Abstract

Blackfoot disease is an endemic peripheral vascular disease found among the inhabitants of a limited area on the southwest coast of Taiwan, where artesian well water with a high concentration of arsenic has been used for more than eighty years. The natural history of blackfoot disease, based on a prospective study of 1,300 patients, is presented. The overall male/female ratio was 1.5:1. Although the clinical onset was usually insidious, it may be quite sudden and almost always begins with numbness or coldness in one or more extremities, usually the feet. Ultimately, rest pain develops and progresses to gangrene. In this series, 68% of the patients underwent spontaneous or operative amputation, and the reamputation rate was 23.3%. Lower extremity involvement in blackfoot disease was observed in 97.7% of the cases. The average annual rate for major amputation was 3.81 per 100 patient-years. The factors influencing the prognosis, such as amputation in relation to age and disease onset, are analyzed. The case fatality rate was 66.5% during thirty years; 44% of these were cardiovascular deaths. The annual death rate was 4.84 per 100 patient-years.

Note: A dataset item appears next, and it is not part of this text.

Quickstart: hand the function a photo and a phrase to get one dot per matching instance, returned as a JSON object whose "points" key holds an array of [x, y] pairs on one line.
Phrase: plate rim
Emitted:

Other reported case fatality rates for vascular insufficiency are reviewed. A dose-response relationship between blackfoot disease and the duration of water intake was also noted. The survival rates after the onset of blackfoot disease were: five years, 76.0%; ten years, 59.5%; twenty years, 38.2%; thirty years, 28.6%. The 50% survival point was 13.5 years after onset of the disease.